I’d expect to see three or four sandwich options on the menu at any given time. The later you get to Alby’s, the more likely they will have run out of your favourite. I’ve been in the cafe when every single table was full, and every single table ordered the roast beef sandwich.
I’ve no problem with any of this. I like that Alby’s keeps food fresh and avoids having to stock, and likely waste, loads by running a sensibly sized menu.
Picking the sandwich can be like picking a doughnut from a display of gorgeous boutique doughnuts. There’s no correct answer, only the doughnuts that you have to leave behind. There are times when I’ve picked my Alby’s sandwich simply by working out, which I’d least like to miss out on because I couldn’t decide which option would be best.
As the opening of this review insists, these sandwiches are generally packed with food. At the risk of too much information, my arthritic condition plays havoc with my jaw, and I literally struggle to open my mouth wide enough to take mouthfuls of some of their dishes. Fortunately, I can squish things, but that gives you an idea of why I coined the phrase “super-loaf” to describe the size of some of these beauties.
Alby’s in a weird place and a corner of Leith that I’ve seen venues struggle. It’s next to Derrick’s Takeaway on Portland Terrace. That’s the crossroads of Commercial Street, Ocean Drive and North Junction Street.
There’s lots of traffic, lots of footfall but not a huge amount of offices, student digs or even people out for a stroll. Nothing nearby tends to make for people casually popping in for a lunch or a quick bite for dinner.
And yes, Alby’s seems to be flourishing. The food is a big part of that, but the friendly welcome I’ve always had is a factor too. I walk down those steps (which can be a challenge when the arthritis is placing up; Alby’s is NOT wheelchair friendly in any way, sadly) and into what might well have been someone’s front room. Someone who tends to be pleased to see me.
The tables are reasonably spartan but nice and clean, there are plants and cosy lights. The food counter is at the back, with the kitchens beyond, and if the front of house member of staff isn’t picking something up from the kitchen at that precise moment, you’ll get a hello.

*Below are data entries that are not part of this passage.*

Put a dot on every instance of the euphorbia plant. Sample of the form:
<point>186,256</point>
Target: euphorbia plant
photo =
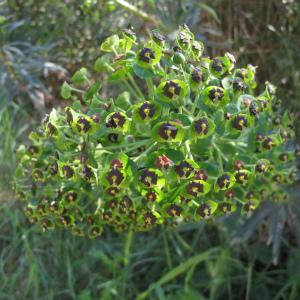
<point>167,135</point>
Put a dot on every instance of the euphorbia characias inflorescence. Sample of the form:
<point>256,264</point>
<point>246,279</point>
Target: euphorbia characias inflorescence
<point>170,136</point>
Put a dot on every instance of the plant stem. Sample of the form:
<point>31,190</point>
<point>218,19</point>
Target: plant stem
<point>127,246</point>
<point>150,88</point>
<point>128,6</point>
<point>194,106</point>
<point>167,250</point>
<point>139,92</point>
<point>137,144</point>
<point>145,152</point>
<point>132,91</point>
<point>188,150</point>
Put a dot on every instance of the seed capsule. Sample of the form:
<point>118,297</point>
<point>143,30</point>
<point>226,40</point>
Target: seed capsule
<point>107,215</point>
<point>151,196</point>
<point>225,207</point>
<point>83,125</point>
<point>33,150</point>
<point>146,55</point>
<point>125,204</point>
<point>216,94</point>
<point>202,126</point>
<point>112,191</point>
<point>238,84</point>
<point>95,231</point>
<point>163,162</point>
<point>115,177</point>
<point>168,131</point>
<point>87,172</point>
<point>113,137</point>
<point>249,206</point>
<point>241,177</point>
<point>65,220</point>
<point>254,109</point>
<point>172,89</point>
<point>184,169</point>
<point>158,37</point>
<point>238,165</point>
<point>116,120</point>
<point>51,129</point>
<point>268,143</point>
<point>68,171</point>
<point>283,156</point>
<point>199,75</point>
<point>112,204</point>
<point>201,175</point>
<point>129,33</point>
<point>149,178</point>
<point>240,122</point>
<point>195,188</point>
<point>116,164</point>
<point>218,65</point>
<point>174,210</point>
<point>224,181</point>
<point>227,116</point>
<point>96,117</point>
<point>146,111</point>
<point>149,218</point>
<point>229,194</point>
<point>53,168</point>
<point>204,210</point>
<point>261,167</point>
<point>71,196</point>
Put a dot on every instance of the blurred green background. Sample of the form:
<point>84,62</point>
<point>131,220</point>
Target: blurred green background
<point>42,43</point>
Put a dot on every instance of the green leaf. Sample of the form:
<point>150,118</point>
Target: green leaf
<point>143,72</point>
<point>80,77</point>
<point>110,43</point>
<point>65,90</point>
<point>100,63</point>
<point>92,91</point>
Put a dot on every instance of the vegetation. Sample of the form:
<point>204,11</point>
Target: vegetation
<point>251,257</point>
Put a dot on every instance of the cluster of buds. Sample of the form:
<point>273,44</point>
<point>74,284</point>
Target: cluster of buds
<point>176,137</point>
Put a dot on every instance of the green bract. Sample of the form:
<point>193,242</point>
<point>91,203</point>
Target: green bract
<point>168,136</point>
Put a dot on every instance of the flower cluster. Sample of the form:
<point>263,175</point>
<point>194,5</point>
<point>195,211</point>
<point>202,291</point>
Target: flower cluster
<point>170,136</point>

Service is quick and helpful. I often have questions about food, and Alby’s is one of the places I feel comfortable asking. As previously warned, sometimes the popular options sell out, but I’ve had substitutions suggested, alternatives recommended, and even my previous orders referenced.
Just writing this review makes me think it’s time to book a table again, pop back to the sandwich shop and catch up with friends.
Cafe? Is cafe the right word for a place that gives me coffee and sandwiches? Perhaps ‘sandwich shop’ is better; it sets expectations more clearly.
Alby’s is a comfortable and welcoming sandwich shop with a few tables better suited to small groups of friends than large ones. Some tables are perfect for solo or duet dining.
There’s table service, lots of places to put bags and coats or deal with all the usual juggling a solo eater or traveller might face. It’s a recommended stop, especially if you’ve been lured out to Ocean Terminal or the Royal Yacht Britannia.
Yeah, okay, if you’re scandalised by paying more than £8 for a sandwich, I doubt I’m articulate to change your mind.
Everyone else, check out Alby’s.
Expect a large sandwich, add a side dish to make a meal and expect good company even if you’re alone.